Dreadnought, the fifth ship of her name to serve in the Royal Navy, was laid down on 10 September 1870 at No. 2 Slip, Pembroke Dockyard, Wales with the name of Fury. Construction was subsequently halted for a time in 1871 to redesign the ship and she was renamed Dreadnought on 1 February 1875. The renamed ship was launched on 8 March by Agnes Wood, daughter of William Courtenay, 11th Earl of Devon. She was completed on 15 February 1879 at a cost of £619,739.

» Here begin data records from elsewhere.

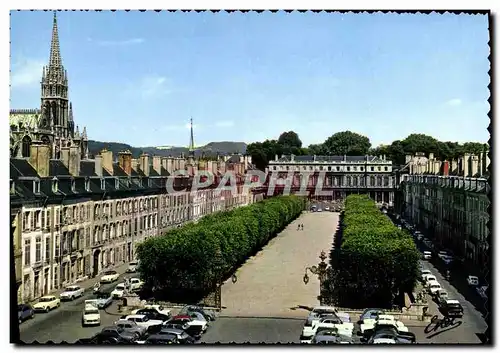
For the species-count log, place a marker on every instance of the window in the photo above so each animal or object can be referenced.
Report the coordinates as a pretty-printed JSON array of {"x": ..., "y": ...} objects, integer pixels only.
[
  {"x": 47, "y": 249},
  {"x": 57, "y": 246},
  {"x": 27, "y": 252}
]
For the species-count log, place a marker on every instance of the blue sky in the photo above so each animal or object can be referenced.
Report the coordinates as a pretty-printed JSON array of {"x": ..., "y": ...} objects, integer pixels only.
[{"x": 138, "y": 77}]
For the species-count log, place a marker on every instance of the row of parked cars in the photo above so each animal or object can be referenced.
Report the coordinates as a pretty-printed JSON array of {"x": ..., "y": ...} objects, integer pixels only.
[
  {"x": 326, "y": 325},
  {"x": 154, "y": 324}
]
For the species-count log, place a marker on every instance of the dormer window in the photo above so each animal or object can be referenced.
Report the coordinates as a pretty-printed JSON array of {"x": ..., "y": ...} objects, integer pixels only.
[
  {"x": 36, "y": 186},
  {"x": 55, "y": 185}
]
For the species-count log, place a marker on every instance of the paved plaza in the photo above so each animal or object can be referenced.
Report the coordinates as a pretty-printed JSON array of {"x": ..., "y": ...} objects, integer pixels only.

The ship was then immediately placed in reserve until 1884 when she was commissioned for service with the Mediterranean Fleet. Dreadnought was fitted with ten 1-inch (25 mm) Nordenfelt guns on the hurricane deck when she was commissioned. The ship sailed for the Mediterranean Sea on 14 October and remained there for the next decade. The future King George V served aboard in 1886–88. She returned to British waters in September 1894 and began a refit at Chatham Dockyard that included the replacement of her Nordenfelt guns with six quick-firing (QF) 6-pounder 57 mm and ten QF 3-pounder 37 mm Hotchkiss guns. Dreadnought became a coast guard ship at Bantry Bay, Ireland in March 1895.

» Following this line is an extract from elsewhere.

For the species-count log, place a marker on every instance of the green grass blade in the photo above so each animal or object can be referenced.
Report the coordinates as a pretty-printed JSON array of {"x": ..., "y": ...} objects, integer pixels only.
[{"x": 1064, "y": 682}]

Two years later, in March 1897, she was relieved of that duty and became a depot ship in July at Devonport. The ship was reboilered and had more QF guns installed in 1898. Dreadnought was reclassified as a second-class battleship in 1900 and took part in British fleet manoeuvres in that year and the following one. In June 1902, she was refitted at Chatham to serve as a tender to HMS Defiance, torpedo school ship at Devonport, and later as a depot ship. She took part in the fleet review held at Spithead on 16 August 1902 for the coronation of King Edward VII, and was commissioned as tender four days later, on 20 August 1902. Lieutenant Harry Louis d′Estoteville Skipwith was appointed in command in October 1902. She was taken out of service and transferred to the Kyles of Bute in 1905. The ship was sold to Thos. W. Ward for scrap for £23,000 on 14 July 1908 and was broken up by February 1909.